Note: If you exported your CSV from excel, the encoding oftentimes includes some odd characters at the beginning of the file. Open the file in a raw text editor and delete the characters. The characters look like: ï»¿ and is known as a Byte Order Mark (BOM). If you don't see the characters in the text editor, copy and paste the text into a new text editor and save as a new file.

Password migration

Verify supports onboarding existing Password migration and passwords that are given in plain text. If you want to create users with a known or hashed password, add a column that is called password to each user row, Verify creates a user with that password. If your database or LDAP provides the one-way hash in one of the supported formats, then you must get the value and prefix it with {TYPE}. For example, if you are using Salted-SHA256, the value must be prefixed with {SSHA256}.

Note: If your password has a '+' sign, escape any “+” signs by replacing them with “%2B”.

Example CSV file

This example is a CSV file with minimum information.

preferred_username,given_name,family_name,email
user1,John,Doe,jdoe@example.com
user2,Jane,Smith,jsmith@example.com
user3,John,Jones,jjones@example.com

Note: Spaces after commas break the import.

Import the file

After your file is created, a few more configurations exist that are supported. In the following call, all email notifications of new accounts are suppressed through the parameter notifyType=NONE. A random password is created on the first login, but the user does not have to reset it (the user can reset it later). To suppress the change password requirement on the first login, add the header

usershouldnotneedtoresetpassword:
true

curl --location -X POST "https://${tenant_url}/v2.0/CSV/importUsers?notifyType=NONE" \
--header "Authorization: Bearer ${access_token}" \
--header 'usershouldnotneedtoresetpassword: true' \
--form 'file=@/path/to/file/user_import.csv'

If the file was formatted correctly and accepted, you receive an ID back. This ID can be used to poll the status API to see whether everything is working OK. Users are processed linearly. A max file size (10 mb) file might take around 15-20 minutes to process.

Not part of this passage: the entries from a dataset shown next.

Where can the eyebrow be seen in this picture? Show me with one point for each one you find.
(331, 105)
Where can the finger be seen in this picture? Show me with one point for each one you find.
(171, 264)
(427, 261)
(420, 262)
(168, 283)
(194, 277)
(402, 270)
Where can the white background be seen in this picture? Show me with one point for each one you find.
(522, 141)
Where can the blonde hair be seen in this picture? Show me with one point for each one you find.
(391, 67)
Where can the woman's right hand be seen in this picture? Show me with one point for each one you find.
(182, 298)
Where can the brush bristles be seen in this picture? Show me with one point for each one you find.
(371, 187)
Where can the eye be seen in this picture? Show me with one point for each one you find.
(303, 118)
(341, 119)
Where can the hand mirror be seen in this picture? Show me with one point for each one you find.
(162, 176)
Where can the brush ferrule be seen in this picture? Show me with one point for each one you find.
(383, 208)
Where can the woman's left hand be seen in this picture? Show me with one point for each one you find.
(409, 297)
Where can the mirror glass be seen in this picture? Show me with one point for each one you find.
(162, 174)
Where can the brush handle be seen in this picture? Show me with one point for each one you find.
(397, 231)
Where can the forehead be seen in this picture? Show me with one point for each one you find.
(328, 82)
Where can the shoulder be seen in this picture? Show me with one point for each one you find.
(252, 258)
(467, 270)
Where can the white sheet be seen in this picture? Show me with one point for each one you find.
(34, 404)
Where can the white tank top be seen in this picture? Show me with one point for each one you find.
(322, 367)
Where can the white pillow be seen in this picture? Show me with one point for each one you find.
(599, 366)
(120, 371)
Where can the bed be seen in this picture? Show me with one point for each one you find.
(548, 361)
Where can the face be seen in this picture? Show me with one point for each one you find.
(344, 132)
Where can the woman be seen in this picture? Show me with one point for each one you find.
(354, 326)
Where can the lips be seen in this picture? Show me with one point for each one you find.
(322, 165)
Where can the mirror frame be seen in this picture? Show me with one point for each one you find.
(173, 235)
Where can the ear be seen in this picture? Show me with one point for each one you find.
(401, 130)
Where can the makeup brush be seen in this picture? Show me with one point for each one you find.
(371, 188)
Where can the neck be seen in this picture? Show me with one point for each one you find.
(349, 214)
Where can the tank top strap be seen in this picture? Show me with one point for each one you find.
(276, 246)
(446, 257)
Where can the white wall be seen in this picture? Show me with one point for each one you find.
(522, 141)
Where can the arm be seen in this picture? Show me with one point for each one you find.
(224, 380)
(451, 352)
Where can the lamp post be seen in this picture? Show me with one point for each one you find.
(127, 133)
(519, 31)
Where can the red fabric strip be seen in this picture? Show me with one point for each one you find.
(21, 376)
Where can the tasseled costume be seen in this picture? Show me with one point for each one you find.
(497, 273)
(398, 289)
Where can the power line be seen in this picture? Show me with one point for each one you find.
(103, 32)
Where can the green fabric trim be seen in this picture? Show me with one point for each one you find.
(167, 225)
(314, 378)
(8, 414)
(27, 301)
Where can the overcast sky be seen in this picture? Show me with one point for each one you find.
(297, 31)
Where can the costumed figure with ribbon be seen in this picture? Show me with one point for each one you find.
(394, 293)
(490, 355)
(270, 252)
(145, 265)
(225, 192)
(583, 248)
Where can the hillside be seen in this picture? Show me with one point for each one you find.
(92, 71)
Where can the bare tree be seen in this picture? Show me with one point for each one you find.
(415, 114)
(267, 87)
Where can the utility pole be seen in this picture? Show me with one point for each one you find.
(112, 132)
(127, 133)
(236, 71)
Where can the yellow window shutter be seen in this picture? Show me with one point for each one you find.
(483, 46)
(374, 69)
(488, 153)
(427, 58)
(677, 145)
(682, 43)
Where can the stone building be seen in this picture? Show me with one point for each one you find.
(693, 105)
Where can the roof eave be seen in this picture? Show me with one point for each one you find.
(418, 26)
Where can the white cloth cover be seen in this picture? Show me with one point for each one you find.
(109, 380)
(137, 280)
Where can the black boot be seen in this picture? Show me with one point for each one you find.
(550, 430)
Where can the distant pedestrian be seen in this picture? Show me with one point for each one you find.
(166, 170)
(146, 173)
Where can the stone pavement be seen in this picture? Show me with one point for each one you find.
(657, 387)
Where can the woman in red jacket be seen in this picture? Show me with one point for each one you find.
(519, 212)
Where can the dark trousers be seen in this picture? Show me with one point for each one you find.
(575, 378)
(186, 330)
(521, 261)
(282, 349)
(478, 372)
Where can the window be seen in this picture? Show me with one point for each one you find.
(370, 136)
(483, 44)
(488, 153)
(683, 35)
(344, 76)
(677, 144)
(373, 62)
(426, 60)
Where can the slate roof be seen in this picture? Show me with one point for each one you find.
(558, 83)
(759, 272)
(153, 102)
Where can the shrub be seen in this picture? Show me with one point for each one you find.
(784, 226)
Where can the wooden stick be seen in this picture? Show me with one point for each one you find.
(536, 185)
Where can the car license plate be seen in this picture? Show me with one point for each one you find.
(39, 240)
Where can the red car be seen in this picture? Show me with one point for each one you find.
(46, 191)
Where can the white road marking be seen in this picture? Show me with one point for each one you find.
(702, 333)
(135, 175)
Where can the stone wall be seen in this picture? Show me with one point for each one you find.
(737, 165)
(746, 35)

Note: In the case of a random password, the user always gets an email, regardless of notify setting. If the password is specified in the CSV file, then notify set to NONE applies and the user does not get an email.

Check import status

While users are being processed, you can see the current status of the import by calling the CSV jobs API.

curl --location --request GET "https://${tenant_url}/v2.0/CSV/jobs/${id}" \
--header "Authorization: Bearer ${access_token}"

The response provides the current state and the statistics on the number of users that are unprocessed (unprocessedCount), and those users that were processed and added (processedCount). If any errors occur, a count is provided (errorsCount).

Bulk load

You can migrate millions of users by using the bulk APIs. See https://docs.verify.ibm.com/verify/reference/bulkrequest. However, it is more efficient to work with your Verify team to schedule the bulk load for you. You can open a support ticket with IBM support by using the web-based IBM Support Community or by telephone (1-800-IBM-SERV (800-426-7378). The service management team provides you with a secure upload location. You can then upload your user data to this location and the service management team loads your data in Verify.